Luminescence Spectroscopy For Biomedical Applications

This work presents optical methods utilizing visible light for characterization of biological tissue during diagnostics and treatment processes. The main aim has been to improve the therapeutic outcome of treatment modalities in in vivo studies. An optical probe instrument based on fluorescence/reflectance spectroscopy was developed for noninvasive monitoring of photosensitizer
concentration in the course of a photodynamic therapy (PDT) procedure. Furthermore, upconverting nanoparticles were exploited as probes for fluorescent imaging with direct applications in preclinical research. Photodynamic therapy (PDT) is a minimally invasive treatment modality that uses light, a photosensitizing drug and oxygen to ablate malignant tumours and other diseased tissues. PDT has been investigated for treating malignancies in numerous organs and has become a promising modality for some types of malignancies including some skin tumours and prostate cancers. PDT is, however, a highly complex treatment modality with many parameters influencing the treatment outcome. Improvements in dosimetry for PDT are ongoing, with the
goal to better correlate the clinical outcome to what is planned prior to the treatment of PDT. Accurate dosimetry and treatment planning require knowledge of tissue optical properties and an accurate model for the light propagation in the tissue. In the present work, we present a technique, to combine fluorescence and reflectance spectroscopy to yield improvements in the accuracy of
the treatment planning. These improvements are further facilitated by multivariate analysis of the recorded data. Extracting the intrinsic fluorescence as well as optical properties of the tissue is demonstrated. This technique does not require a priori knowledge of the optical properties of the sample.

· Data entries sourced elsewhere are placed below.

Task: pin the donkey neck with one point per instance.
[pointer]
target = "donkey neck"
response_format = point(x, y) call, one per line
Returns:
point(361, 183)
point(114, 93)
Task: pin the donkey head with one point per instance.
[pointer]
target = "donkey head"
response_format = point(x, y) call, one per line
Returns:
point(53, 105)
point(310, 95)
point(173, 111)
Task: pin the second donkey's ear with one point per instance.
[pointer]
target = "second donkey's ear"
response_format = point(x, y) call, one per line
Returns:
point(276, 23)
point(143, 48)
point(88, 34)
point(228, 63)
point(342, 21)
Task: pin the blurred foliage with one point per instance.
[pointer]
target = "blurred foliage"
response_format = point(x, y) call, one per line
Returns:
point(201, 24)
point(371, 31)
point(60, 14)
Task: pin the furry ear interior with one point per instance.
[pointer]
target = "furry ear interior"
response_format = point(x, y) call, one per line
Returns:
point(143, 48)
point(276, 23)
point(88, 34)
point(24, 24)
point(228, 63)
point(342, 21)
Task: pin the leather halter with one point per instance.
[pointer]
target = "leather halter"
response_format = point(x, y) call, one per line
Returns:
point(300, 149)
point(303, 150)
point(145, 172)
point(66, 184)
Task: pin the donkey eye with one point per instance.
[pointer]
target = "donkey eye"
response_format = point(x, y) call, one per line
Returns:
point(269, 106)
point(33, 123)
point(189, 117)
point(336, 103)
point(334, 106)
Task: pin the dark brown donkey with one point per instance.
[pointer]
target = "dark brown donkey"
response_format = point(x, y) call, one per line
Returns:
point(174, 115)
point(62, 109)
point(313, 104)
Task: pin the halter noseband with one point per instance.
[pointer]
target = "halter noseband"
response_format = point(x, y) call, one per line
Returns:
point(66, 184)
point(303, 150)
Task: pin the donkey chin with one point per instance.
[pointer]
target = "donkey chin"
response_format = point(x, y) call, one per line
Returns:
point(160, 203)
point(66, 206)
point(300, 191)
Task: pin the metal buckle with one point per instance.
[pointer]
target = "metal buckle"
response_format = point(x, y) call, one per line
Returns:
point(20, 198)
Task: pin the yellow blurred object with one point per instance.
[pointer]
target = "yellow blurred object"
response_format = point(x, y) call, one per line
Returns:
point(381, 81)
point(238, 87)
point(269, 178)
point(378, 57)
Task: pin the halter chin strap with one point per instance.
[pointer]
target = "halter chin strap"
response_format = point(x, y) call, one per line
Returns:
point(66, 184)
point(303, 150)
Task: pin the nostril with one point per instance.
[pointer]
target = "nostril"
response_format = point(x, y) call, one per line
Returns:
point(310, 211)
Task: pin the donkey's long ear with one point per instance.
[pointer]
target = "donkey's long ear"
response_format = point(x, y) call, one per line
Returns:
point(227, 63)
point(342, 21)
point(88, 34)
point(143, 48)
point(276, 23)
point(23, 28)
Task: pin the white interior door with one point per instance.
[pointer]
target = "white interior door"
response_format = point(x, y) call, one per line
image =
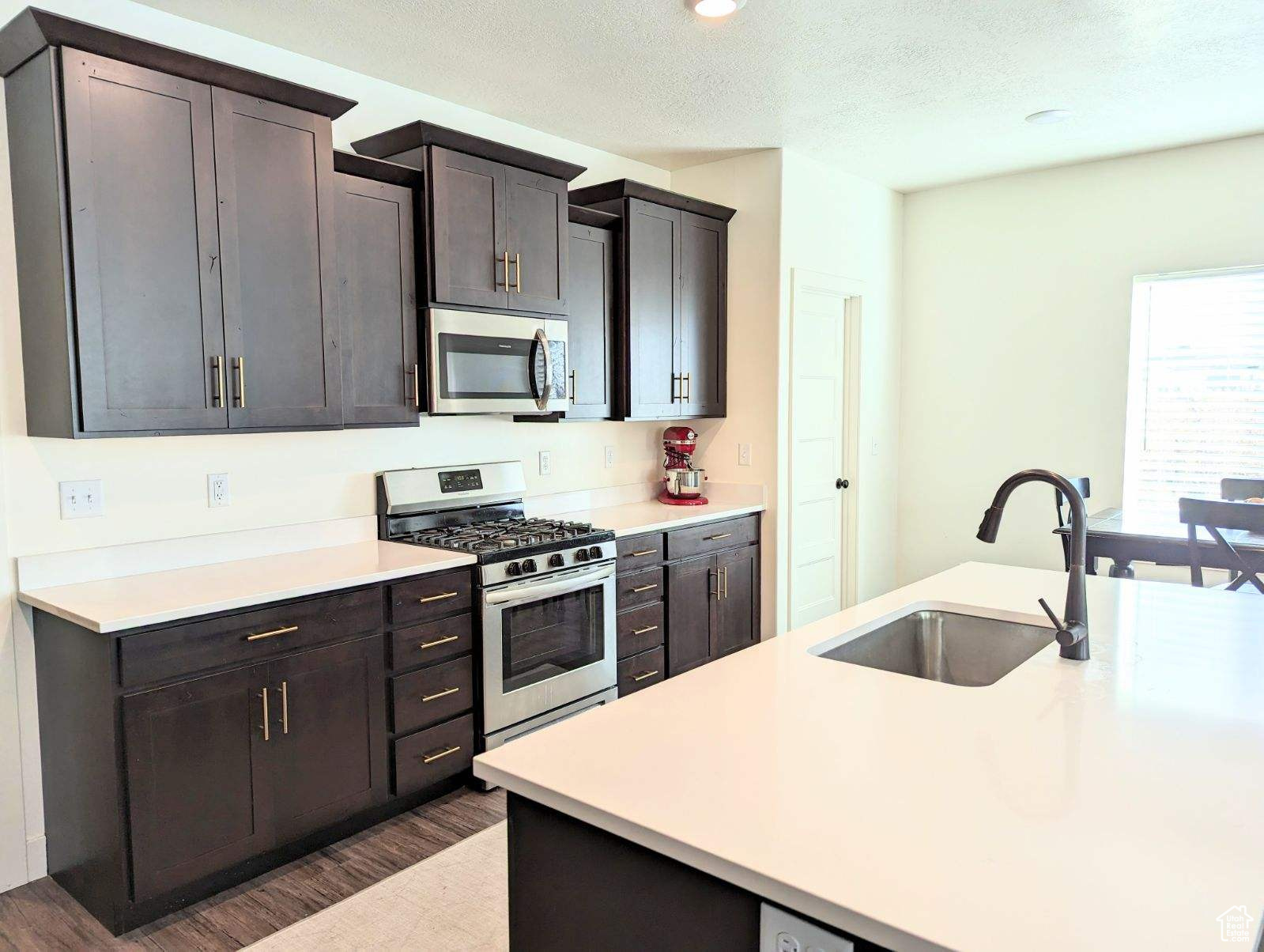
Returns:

The application of luminescence spectroscopy as an effective tool that allows detailed
observations of tissues to be made via labelling with exogenous probes, is growing remarkably in popularity. Lanthanide doped upconverting nanoparticles (UCNPs) have recently been developed as light-triggered luminescent probes in various biomedical applications. UCNPs have the ability to convert near-infrared (NIR) radiation with low photon energy into visible radiations with
higher energy per photon via a non-linear optical process. In this work, the non-linear dependency on the excitation intensity was compensated to improve the accuracy of measurements of the quantum efficiencies of UCNPs. Recently, UCNPs have evolved as an alternative fluorescent label to traditional fluorophores for imaging both in vitro and in vivo. Their great potential stems from
their properties which include high penetration depth into the tissue, low background signal and photostability. The aim of this work was also to optimize the excitation wavelength to achieve significant signal gain in deep tissues.